Памятники курганной культуры С.А. Теплоухов подразделил на четыре хронологических этапа. Для первого этапа, по его мнению, характерны невысокие курганные насыпи с прямоугольной или реже квадратной оградой, со стоящими по углам и боковым сторонам высокими камнями. Прямоугольная грунтовая могильная яма укреплялась вертикально поставленными плитами или же деревянным срубом. Покрытие камеры состояло из брёвен или плит, засыпанных мелким плитняком, галькой и землёй. В могиле находились один или несколько костяков. Они лежали на спине, в вытянутом положении, обращённые головой на юго-запад. Погребальный инвентарь состоял из глиняных сосудов, оружия и украшений. Среди сосудов преобладали изделия баночной формы с расширяющимися кверху стенками и отогнутым наружу венчиком. В могилы ставились также чаши, корчаги и кубковидные сосуды. В орнаментике преобладали желобки, резная штриховка и выдавленные изнутри бугорки. Мужские костяки сопровождались бронзовыми ножами и кинжалами, наконечниками стрел, клевцами; женские — кожаными мешочками, расшитыми сухожильными нитками, ножами, шильями и иглами из бронзы. Украшения представлены полусферическими бляшками и биконическими бронзовыми, стеклянными и пастовыми бусами. Зеркала клали как в мужские, так и женские захоронения. Из орудий труда С.А. Теплоухов обнаружил при раскопках кельт, «секиру» и серп. [26]

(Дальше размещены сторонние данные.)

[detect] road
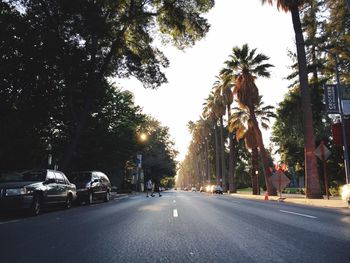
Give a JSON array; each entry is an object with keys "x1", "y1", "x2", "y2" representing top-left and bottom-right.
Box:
[{"x1": 1, "y1": 190, "x2": 350, "y2": 263}]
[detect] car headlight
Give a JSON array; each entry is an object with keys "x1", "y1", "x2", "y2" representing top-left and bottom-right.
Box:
[
  {"x1": 6, "y1": 187, "x2": 32, "y2": 196},
  {"x1": 341, "y1": 185, "x2": 350, "y2": 200}
]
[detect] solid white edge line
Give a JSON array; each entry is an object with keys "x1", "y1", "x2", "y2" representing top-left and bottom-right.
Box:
[
  {"x1": 173, "y1": 209, "x2": 178, "y2": 217},
  {"x1": 279, "y1": 210, "x2": 317, "y2": 219},
  {"x1": 0, "y1": 219, "x2": 21, "y2": 225}
]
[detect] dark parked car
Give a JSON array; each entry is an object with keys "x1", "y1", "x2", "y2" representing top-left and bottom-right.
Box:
[
  {"x1": 0, "y1": 169, "x2": 76, "y2": 215},
  {"x1": 68, "y1": 171, "x2": 112, "y2": 205}
]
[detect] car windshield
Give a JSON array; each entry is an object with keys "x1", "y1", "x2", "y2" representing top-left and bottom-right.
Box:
[
  {"x1": 69, "y1": 173, "x2": 92, "y2": 183},
  {"x1": 0, "y1": 170, "x2": 46, "y2": 183}
]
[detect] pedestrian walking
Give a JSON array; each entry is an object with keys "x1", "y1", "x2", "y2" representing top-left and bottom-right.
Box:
[
  {"x1": 146, "y1": 179, "x2": 153, "y2": 197},
  {"x1": 151, "y1": 180, "x2": 162, "y2": 197}
]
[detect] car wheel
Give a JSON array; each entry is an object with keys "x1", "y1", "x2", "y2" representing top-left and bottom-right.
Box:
[
  {"x1": 104, "y1": 191, "x2": 110, "y2": 202},
  {"x1": 30, "y1": 194, "x2": 41, "y2": 216},
  {"x1": 86, "y1": 192, "x2": 93, "y2": 205},
  {"x1": 65, "y1": 195, "x2": 73, "y2": 209}
]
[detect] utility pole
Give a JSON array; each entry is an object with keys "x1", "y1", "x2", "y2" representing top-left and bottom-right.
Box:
[{"x1": 334, "y1": 53, "x2": 350, "y2": 184}]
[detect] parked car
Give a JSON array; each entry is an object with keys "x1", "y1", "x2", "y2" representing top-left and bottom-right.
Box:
[
  {"x1": 191, "y1": 187, "x2": 197, "y2": 192},
  {"x1": 199, "y1": 186, "x2": 206, "y2": 192},
  {"x1": 0, "y1": 169, "x2": 76, "y2": 215},
  {"x1": 211, "y1": 185, "x2": 223, "y2": 194},
  {"x1": 68, "y1": 171, "x2": 111, "y2": 205},
  {"x1": 341, "y1": 183, "x2": 350, "y2": 208}
]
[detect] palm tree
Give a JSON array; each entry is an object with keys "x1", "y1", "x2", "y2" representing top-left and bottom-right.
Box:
[
  {"x1": 203, "y1": 93, "x2": 221, "y2": 186},
  {"x1": 230, "y1": 97, "x2": 276, "y2": 195},
  {"x1": 212, "y1": 81, "x2": 228, "y2": 191},
  {"x1": 261, "y1": 0, "x2": 322, "y2": 198},
  {"x1": 221, "y1": 44, "x2": 276, "y2": 195},
  {"x1": 214, "y1": 75, "x2": 237, "y2": 193}
]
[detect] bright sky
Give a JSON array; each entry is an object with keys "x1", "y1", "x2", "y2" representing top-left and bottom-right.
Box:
[{"x1": 116, "y1": 1, "x2": 296, "y2": 162}]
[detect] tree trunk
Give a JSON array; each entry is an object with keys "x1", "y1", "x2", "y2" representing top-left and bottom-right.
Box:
[
  {"x1": 227, "y1": 105, "x2": 236, "y2": 193},
  {"x1": 214, "y1": 123, "x2": 221, "y2": 186},
  {"x1": 251, "y1": 147, "x2": 259, "y2": 195},
  {"x1": 290, "y1": 6, "x2": 322, "y2": 198},
  {"x1": 250, "y1": 112, "x2": 276, "y2": 195},
  {"x1": 61, "y1": 27, "x2": 128, "y2": 171},
  {"x1": 205, "y1": 139, "x2": 210, "y2": 184},
  {"x1": 219, "y1": 116, "x2": 227, "y2": 191}
]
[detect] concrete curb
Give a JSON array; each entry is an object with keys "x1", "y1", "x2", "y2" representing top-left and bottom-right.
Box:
[{"x1": 229, "y1": 192, "x2": 348, "y2": 209}]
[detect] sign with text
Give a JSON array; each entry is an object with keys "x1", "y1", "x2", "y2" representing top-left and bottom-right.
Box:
[{"x1": 324, "y1": 84, "x2": 339, "y2": 114}]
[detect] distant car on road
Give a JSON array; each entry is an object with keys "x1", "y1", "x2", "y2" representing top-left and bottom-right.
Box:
[
  {"x1": 68, "y1": 171, "x2": 111, "y2": 205},
  {"x1": 211, "y1": 185, "x2": 223, "y2": 194},
  {"x1": 191, "y1": 187, "x2": 197, "y2": 192},
  {"x1": 0, "y1": 169, "x2": 76, "y2": 215},
  {"x1": 341, "y1": 184, "x2": 350, "y2": 208}
]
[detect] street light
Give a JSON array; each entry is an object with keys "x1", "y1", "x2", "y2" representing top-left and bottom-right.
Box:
[
  {"x1": 139, "y1": 133, "x2": 148, "y2": 142},
  {"x1": 136, "y1": 132, "x2": 148, "y2": 192},
  {"x1": 255, "y1": 170, "x2": 260, "y2": 195}
]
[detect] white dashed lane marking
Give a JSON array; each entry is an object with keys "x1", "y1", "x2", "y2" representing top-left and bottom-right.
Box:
[
  {"x1": 279, "y1": 210, "x2": 317, "y2": 219},
  {"x1": 173, "y1": 209, "x2": 178, "y2": 218}
]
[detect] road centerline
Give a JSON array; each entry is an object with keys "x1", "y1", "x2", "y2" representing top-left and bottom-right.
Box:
[
  {"x1": 279, "y1": 209, "x2": 317, "y2": 219},
  {"x1": 173, "y1": 208, "x2": 178, "y2": 217}
]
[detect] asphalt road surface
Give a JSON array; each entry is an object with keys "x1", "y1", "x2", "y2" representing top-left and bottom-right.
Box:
[{"x1": 1, "y1": 190, "x2": 350, "y2": 263}]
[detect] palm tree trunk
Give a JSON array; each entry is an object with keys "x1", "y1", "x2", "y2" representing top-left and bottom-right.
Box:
[
  {"x1": 251, "y1": 147, "x2": 259, "y2": 195},
  {"x1": 214, "y1": 123, "x2": 221, "y2": 186},
  {"x1": 250, "y1": 112, "x2": 276, "y2": 195},
  {"x1": 219, "y1": 116, "x2": 227, "y2": 191},
  {"x1": 227, "y1": 105, "x2": 236, "y2": 193},
  {"x1": 290, "y1": 6, "x2": 322, "y2": 198},
  {"x1": 205, "y1": 139, "x2": 210, "y2": 184}
]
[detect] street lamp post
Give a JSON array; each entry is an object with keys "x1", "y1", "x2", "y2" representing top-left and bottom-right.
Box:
[
  {"x1": 136, "y1": 132, "x2": 148, "y2": 192},
  {"x1": 46, "y1": 143, "x2": 52, "y2": 169},
  {"x1": 136, "y1": 153, "x2": 143, "y2": 192},
  {"x1": 255, "y1": 170, "x2": 260, "y2": 195}
]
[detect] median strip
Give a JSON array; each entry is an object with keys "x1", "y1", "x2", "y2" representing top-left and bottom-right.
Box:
[{"x1": 279, "y1": 210, "x2": 317, "y2": 219}]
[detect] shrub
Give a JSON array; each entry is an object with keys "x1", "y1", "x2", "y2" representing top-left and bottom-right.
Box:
[{"x1": 282, "y1": 188, "x2": 305, "y2": 194}]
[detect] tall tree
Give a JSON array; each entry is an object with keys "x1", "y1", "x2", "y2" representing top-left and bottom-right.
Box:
[
  {"x1": 230, "y1": 97, "x2": 275, "y2": 195},
  {"x1": 212, "y1": 80, "x2": 228, "y2": 190},
  {"x1": 214, "y1": 75, "x2": 237, "y2": 192},
  {"x1": 203, "y1": 91, "x2": 223, "y2": 187},
  {"x1": 261, "y1": 0, "x2": 322, "y2": 198},
  {"x1": 140, "y1": 117, "x2": 178, "y2": 182},
  {"x1": 221, "y1": 44, "x2": 276, "y2": 195},
  {"x1": 2, "y1": 0, "x2": 215, "y2": 169}
]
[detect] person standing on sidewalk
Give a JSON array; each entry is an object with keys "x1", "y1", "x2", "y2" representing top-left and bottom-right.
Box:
[{"x1": 146, "y1": 179, "x2": 153, "y2": 197}]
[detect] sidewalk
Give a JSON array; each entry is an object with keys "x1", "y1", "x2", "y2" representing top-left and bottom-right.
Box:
[{"x1": 230, "y1": 191, "x2": 348, "y2": 209}]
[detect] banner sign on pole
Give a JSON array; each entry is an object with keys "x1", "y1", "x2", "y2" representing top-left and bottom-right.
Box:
[
  {"x1": 341, "y1": 85, "x2": 350, "y2": 115},
  {"x1": 324, "y1": 84, "x2": 339, "y2": 114}
]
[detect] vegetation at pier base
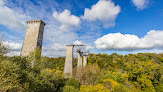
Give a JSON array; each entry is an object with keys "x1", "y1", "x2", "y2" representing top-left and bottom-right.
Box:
[{"x1": 0, "y1": 42, "x2": 163, "y2": 92}]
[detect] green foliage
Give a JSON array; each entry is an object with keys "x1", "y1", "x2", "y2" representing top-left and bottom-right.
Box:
[
  {"x1": 65, "y1": 78, "x2": 80, "y2": 89},
  {"x1": 45, "y1": 57, "x2": 65, "y2": 70},
  {"x1": 155, "y1": 82, "x2": 163, "y2": 92},
  {"x1": 0, "y1": 60, "x2": 25, "y2": 92},
  {"x1": 100, "y1": 71, "x2": 126, "y2": 83},
  {"x1": 124, "y1": 60, "x2": 158, "y2": 91},
  {"x1": 0, "y1": 42, "x2": 162, "y2": 92},
  {"x1": 80, "y1": 84, "x2": 110, "y2": 92},
  {"x1": 0, "y1": 41, "x2": 8, "y2": 55},
  {"x1": 34, "y1": 68, "x2": 64, "y2": 92},
  {"x1": 76, "y1": 63, "x2": 101, "y2": 85},
  {"x1": 112, "y1": 84, "x2": 128, "y2": 92},
  {"x1": 63, "y1": 85, "x2": 79, "y2": 92},
  {"x1": 87, "y1": 53, "x2": 162, "y2": 92}
]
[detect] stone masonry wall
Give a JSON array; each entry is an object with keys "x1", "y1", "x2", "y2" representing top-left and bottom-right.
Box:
[
  {"x1": 63, "y1": 45, "x2": 74, "y2": 78},
  {"x1": 83, "y1": 55, "x2": 88, "y2": 68},
  {"x1": 21, "y1": 20, "x2": 46, "y2": 56}
]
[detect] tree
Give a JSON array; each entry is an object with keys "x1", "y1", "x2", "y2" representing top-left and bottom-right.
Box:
[
  {"x1": 65, "y1": 78, "x2": 80, "y2": 89},
  {"x1": 63, "y1": 85, "x2": 79, "y2": 92},
  {"x1": 0, "y1": 60, "x2": 25, "y2": 92},
  {"x1": 124, "y1": 60, "x2": 158, "y2": 91},
  {"x1": 0, "y1": 41, "x2": 8, "y2": 55},
  {"x1": 80, "y1": 84, "x2": 110, "y2": 92},
  {"x1": 75, "y1": 63, "x2": 101, "y2": 85}
]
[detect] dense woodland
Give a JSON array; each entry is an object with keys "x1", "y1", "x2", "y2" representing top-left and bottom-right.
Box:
[{"x1": 0, "y1": 41, "x2": 163, "y2": 92}]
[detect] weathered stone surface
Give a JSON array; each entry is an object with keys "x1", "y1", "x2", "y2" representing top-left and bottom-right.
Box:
[
  {"x1": 76, "y1": 50, "x2": 83, "y2": 78},
  {"x1": 63, "y1": 45, "x2": 74, "y2": 78},
  {"x1": 77, "y1": 52, "x2": 83, "y2": 71},
  {"x1": 21, "y1": 20, "x2": 46, "y2": 56},
  {"x1": 83, "y1": 55, "x2": 88, "y2": 68}
]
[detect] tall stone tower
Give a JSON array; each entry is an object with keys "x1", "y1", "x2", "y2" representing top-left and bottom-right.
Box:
[
  {"x1": 77, "y1": 49, "x2": 83, "y2": 72},
  {"x1": 83, "y1": 55, "x2": 88, "y2": 68},
  {"x1": 76, "y1": 49, "x2": 83, "y2": 78},
  {"x1": 21, "y1": 20, "x2": 46, "y2": 56},
  {"x1": 63, "y1": 45, "x2": 74, "y2": 78}
]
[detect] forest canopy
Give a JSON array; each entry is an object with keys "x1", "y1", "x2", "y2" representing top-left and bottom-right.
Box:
[{"x1": 0, "y1": 41, "x2": 162, "y2": 92}]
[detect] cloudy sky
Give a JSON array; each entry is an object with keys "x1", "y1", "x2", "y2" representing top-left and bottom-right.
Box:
[{"x1": 0, "y1": 0, "x2": 163, "y2": 57}]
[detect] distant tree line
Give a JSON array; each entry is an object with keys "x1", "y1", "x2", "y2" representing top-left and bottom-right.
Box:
[{"x1": 0, "y1": 40, "x2": 162, "y2": 92}]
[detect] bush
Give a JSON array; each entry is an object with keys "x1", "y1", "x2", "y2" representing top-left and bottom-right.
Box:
[
  {"x1": 34, "y1": 68, "x2": 64, "y2": 92},
  {"x1": 100, "y1": 71, "x2": 126, "y2": 83},
  {"x1": 76, "y1": 63, "x2": 101, "y2": 85},
  {"x1": 0, "y1": 60, "x2": 24, "y2": 92},
  {"x1": 63, "y1": 85, "x2": 79, "y2": 92},
  {"x1": 112, "y1": 84, "x2": 128, "y2": 92},
  {"x1": 65, "y1": 78, "x2": 80, "y2": 89},
  {"x1": 103, "y1": 79, "x2": 119, "y2": 91},
  {"x1": 80, "y1": 84, "x2": 110, "y2": 92},
  {"x1": 155, "y1": 82, "x2": 163, "y2": 92}
]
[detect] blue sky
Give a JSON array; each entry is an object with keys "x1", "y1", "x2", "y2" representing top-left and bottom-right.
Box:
[{"x1": 0, "y1": 0, "x2": 163, "y2": 57}]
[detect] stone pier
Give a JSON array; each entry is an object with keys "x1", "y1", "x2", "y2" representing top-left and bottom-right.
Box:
[
  {"x1": 76, "y1": 49, "x2": 83, "y2": 78},
  {"x1": 21, "y1": 20, "x2": 46, "y2": 56},
  {"x1": 21, "y1": 20, "x2": 46, "y2": 67},
  {"x1": 63, "y1": 45, "x2": 74, "y2": 78},
  {"x1": 77, "y1": 50, "x2": 83, "y2": 71},
  {"x1": 83, "y1": 55, "x2": 88, "y2": 68}
]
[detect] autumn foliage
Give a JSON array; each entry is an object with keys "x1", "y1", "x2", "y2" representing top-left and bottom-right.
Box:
[{"x1": 0, "y1": 41, "x2": 162, "y2": 92}]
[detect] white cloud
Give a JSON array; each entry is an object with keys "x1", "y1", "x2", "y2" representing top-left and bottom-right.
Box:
[
  {"x1": 0, "y1": 0, "x2": 99, "y2": 57},
  {"x1": 0, "y1": 0, "x2": 4, "y2": 5},
  {"x1": 1, "y1": 0, "x2": 79, "y2": 57},
  {"x1": 6, "y1": 51, "x2": 20, "y2": 56},
  {"x1": 73, "y1": 40, "x2": 84, "y2": 45},
  {"x1": 131, "y1": 0, "x2": 149, "y2": 10},
  {"x1": 73, "y1": 40, "x2": 94, "y2": 53},
  {"x1": 0, "y1": 0, "x2": 25, "y2": 29},
  {"x1": 53, "y1": 9, "x2": 80, "y2": 30},
  {"x1": 3, "y1": 41, "x2": 22, "y2": 51},
  {"x1": 51, "y1": 44, "x2": 66, "y2": 51},
  {"x1": 43, "y1": 44, "x2": 65, "y2": 51},
  {"x1": 95, "y1": 30, "x2": 163, "y2": 50},
  {"x1": 42, "y1": 43, "x2": 66, "y2": 57},
  {"x1": 82, "y1": 0, "x2": 120, "y2": 28},
  {"x1": 2, "y1": 41, "x2": 22, "y2": 56},
  {"x1": 86, "y1": 46, "x2": 94, "y2": 51}
]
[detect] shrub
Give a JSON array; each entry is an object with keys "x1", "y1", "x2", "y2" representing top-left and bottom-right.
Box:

Внешние признаки курганов второго этапа оставались, как установил С.А. Теплоухов, в основном те же, но они отличались большей величиной и располагались на могильном поле реже. Погребальные камеры тоже были внушительных размеров и содержали по нескольку десятков погребённых. Могилы сооружались из дерева и покрывались двойным рядом бревен и бересты. С.А. Теплоухов отметил обилие вторичных погребений. Погребальный инвентарь в основном не изменился. В могилах были найдены полусферические бронзовые бляшки, пронизки, биконические каменные, пастовые и стеклянные бусы и наконечники стрел. Сосуды, однако, не имели орнамента, а венчик их скашивался внутрь. Отмечается также уменьшение размеров клевцов,
(141/142)
зеркал и шильев. Новым элементом инвентаря стали бронзовые котлы с двумя ручками и полой ножкой. Они характерны для захоронений конца второго этапа. Самой характерной особенностью второго этапа С.А. Теплоухов считал расцвет в искусстве звериного стиля, зарождение которого восходило к первому этапу курганной культуры, а возможно, и к более раннему времени. Оружие, орудия труда и бытовые предметы стали теперь украшаться головками и фигурками хищных и травоядных животных. Они изображались в весьма характерной манере — с кольцевидными окончаниями ног и хвостов и выпуклой бедренной и плечевой частями. Что касается техники, то С.А. Теплоухов отметил преобладание скульптурного литья, но уже появились и плоские, односторонне рельефные изделия, которые служили «накладными украшениями». Начало второго этапа курганной культуры С.А. Теплоухов датировал VI в. до н.э. [27]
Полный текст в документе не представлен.